Say the editors: “To find the most succulent and simplest roast chicken, one with moist, tender meat and crisp skin, we roasted a lot of birds. We wanted the final word on whether brining, basting, and turning the chicken are worth the effort. Fresh kosher birds tasted great, but the skin didn’t seem to brown well or become as crisp as we like. The winner was an organic chicken, salted, peppered, and brushed with butter, then turned from side to side during the roasting, basted twice, and finished breast up.”
Phew. And so I give you the Gourmet cookbook Roast Chicken recipe. The results were really nice, as you’ll see later. The meat was incredibly moist which speaks well for the technique described below. Let’s get to it.
For chicken:
1 tsp salt
1/2 tsp freshly ground black pepper
1 (3 to 3 1/2 pound) chicken rinsed and patted dry
3 Tbs unsalted butter, melted
For pan gravy:
3/4 cup chicken stock or store-bought low-sodium broth
3/4 cup water
1 Tbs cornstarch, stirred together with 1 Tbs water
lemon juice
salt and freshly ground black pepper
Special equipment: an instant-read thermometer
ROAST THE CHICKEN:
Put a rack in the middle of oven and preheat oven to 400F.
Stir together salt and pepper in a small cup and rub all over chicken, inside and out. Put chicken on a rack in a small flameproof roasting pan and pour butter over it, then turn it onto one side.
Roast chicken for 25 minutes.
Baste with pan juices, then turn it over to opposite side and roast for 25 minutes more.
Turn chicken breast side up, baste with pan juices, and continue to roast until thermometer inserted into thickest part of a thigh (without touching bone) registers 170 F, about 20 minutes.
[This is the picture from before.]
Tilt chicken to drain juices from cavity into roasting pan, then transfer it to a platter and let stand for 15 minutes.
MEANWHILE, MAKE THE GRAVY:
Transfer pan juices to 1 1/2-quart saucepan and skim off fat. Put roasting pan on a burner, add stock and water, and deglaze pan by boiling over moderately high heat, stirring and scraping up brown bits, for 1 minute.
Add stock mixture to pan juices and bring to a boil. Stir cornstarch mixture and whisk into pan juices, then boil, whisking, until slightly thickened, about 1 minute.
Remove from heat and stir in lemon juice and salt and pepper to taste.
Cut chicken into serving pieces and serve with gravy.
As you can see, I served mine with potatoes:
How did I make the potatoes?
We’ve covered this before. Just cut up little red potatoes–in halves or quarters–toss with 1/4 cup of olive oil, salt, and pepper and roast on a cookie sheet in the oven with the chicken for an hour. As you can see, I took the thyme from the BC chicken recipe and put it on the potatoes instead of the chicken:
This was a nice touch. I’ll definitely do it again if I have extra thyme next time I make chicken.

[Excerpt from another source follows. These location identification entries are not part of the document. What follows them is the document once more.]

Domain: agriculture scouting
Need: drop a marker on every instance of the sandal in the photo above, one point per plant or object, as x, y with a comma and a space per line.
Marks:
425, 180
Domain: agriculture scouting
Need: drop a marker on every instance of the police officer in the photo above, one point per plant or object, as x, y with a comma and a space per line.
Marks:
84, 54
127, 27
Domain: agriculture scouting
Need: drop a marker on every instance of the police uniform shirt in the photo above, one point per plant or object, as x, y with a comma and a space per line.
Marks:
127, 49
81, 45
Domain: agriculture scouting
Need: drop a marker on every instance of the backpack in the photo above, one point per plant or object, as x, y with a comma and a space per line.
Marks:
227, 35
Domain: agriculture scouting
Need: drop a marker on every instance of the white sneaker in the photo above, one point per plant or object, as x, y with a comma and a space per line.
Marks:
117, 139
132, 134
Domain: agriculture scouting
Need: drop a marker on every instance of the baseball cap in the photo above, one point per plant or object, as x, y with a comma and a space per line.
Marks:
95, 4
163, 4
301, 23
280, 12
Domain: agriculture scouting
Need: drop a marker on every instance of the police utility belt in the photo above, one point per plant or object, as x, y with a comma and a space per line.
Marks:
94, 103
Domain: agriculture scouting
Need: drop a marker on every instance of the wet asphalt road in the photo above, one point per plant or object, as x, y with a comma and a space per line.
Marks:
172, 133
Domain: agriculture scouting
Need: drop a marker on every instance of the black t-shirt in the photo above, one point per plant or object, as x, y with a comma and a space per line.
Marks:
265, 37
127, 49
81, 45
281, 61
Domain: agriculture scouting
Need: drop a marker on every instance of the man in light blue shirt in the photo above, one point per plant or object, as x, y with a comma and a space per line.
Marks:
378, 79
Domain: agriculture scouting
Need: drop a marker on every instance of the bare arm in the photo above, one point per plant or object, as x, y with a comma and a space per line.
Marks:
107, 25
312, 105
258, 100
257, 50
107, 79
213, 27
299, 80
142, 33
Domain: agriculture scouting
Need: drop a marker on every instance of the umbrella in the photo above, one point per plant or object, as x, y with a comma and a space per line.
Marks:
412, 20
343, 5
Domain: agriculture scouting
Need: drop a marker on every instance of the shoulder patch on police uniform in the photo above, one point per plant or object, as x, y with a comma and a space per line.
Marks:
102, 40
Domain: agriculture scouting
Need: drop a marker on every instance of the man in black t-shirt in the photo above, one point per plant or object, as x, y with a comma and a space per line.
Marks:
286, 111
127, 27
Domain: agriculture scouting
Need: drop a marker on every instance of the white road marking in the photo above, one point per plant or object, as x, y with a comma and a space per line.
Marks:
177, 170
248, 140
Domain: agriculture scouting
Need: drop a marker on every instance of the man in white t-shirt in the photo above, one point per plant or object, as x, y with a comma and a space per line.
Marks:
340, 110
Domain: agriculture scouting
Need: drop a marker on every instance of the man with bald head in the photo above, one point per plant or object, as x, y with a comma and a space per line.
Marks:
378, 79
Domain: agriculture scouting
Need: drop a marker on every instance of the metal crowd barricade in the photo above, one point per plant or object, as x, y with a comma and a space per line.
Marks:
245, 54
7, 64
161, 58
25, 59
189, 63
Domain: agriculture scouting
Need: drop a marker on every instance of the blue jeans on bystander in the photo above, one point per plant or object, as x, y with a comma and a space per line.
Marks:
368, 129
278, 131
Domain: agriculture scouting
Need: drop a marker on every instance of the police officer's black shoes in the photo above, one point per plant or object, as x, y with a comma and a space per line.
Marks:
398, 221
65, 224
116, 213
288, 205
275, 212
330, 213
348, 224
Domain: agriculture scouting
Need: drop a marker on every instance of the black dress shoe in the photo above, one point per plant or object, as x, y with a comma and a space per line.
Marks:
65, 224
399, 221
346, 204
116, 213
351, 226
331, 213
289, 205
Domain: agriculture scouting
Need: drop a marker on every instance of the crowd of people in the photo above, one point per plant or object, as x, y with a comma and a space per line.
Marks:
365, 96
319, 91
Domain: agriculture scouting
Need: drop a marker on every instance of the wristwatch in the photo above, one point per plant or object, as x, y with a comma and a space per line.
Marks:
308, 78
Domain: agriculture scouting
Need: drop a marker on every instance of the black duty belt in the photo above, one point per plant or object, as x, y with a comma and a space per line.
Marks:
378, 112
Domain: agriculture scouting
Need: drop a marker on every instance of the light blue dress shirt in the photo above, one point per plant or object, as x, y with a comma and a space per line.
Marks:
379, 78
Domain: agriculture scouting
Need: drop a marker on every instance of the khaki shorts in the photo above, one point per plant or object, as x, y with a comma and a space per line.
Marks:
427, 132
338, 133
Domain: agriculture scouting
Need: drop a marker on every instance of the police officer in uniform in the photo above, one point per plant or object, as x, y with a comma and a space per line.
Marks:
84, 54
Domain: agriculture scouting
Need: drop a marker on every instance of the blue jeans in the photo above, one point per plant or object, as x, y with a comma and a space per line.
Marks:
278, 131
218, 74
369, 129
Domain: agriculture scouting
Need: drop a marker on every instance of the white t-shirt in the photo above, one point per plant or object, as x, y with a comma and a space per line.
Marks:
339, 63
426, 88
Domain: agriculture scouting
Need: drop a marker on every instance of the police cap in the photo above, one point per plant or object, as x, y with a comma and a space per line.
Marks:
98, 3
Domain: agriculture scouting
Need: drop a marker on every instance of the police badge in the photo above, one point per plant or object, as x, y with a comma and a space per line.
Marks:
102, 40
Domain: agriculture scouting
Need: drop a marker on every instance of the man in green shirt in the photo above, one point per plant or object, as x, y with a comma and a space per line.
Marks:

Which leads to the question: when I make chicken next time, will I make BC chicken or this Gourmet chicken recipe? I’m not going to lie: it’s the BC. I’m all about maximum flavor. This Gourmet chicken is good for subtle people who want pure chicken flavor. But the Gourmet technique is one I might put to use with the BC recipe: the rotating the chicken as it cooks may have helped brown the skin, but I also think it kept the chicken moister somehow. I’m not sure why. Maybe I’m making it up.
As for my Jewishness, you already know I broke my fast early. But I did it in a very Jewish way: I had a bagel at Murray’s with very Jewish cream cheese. And I spotted other Jews there too so I didn’t feel too bad. And unlike them, I knew that my Jewish street cred was way higher: I swung serious fowl the night before. Serious Amish fowl. That Amish part may not be a Jewish custom, but for Adamists it’s absolutely essential. Bonus points if your chicken has a beard and a funny hat.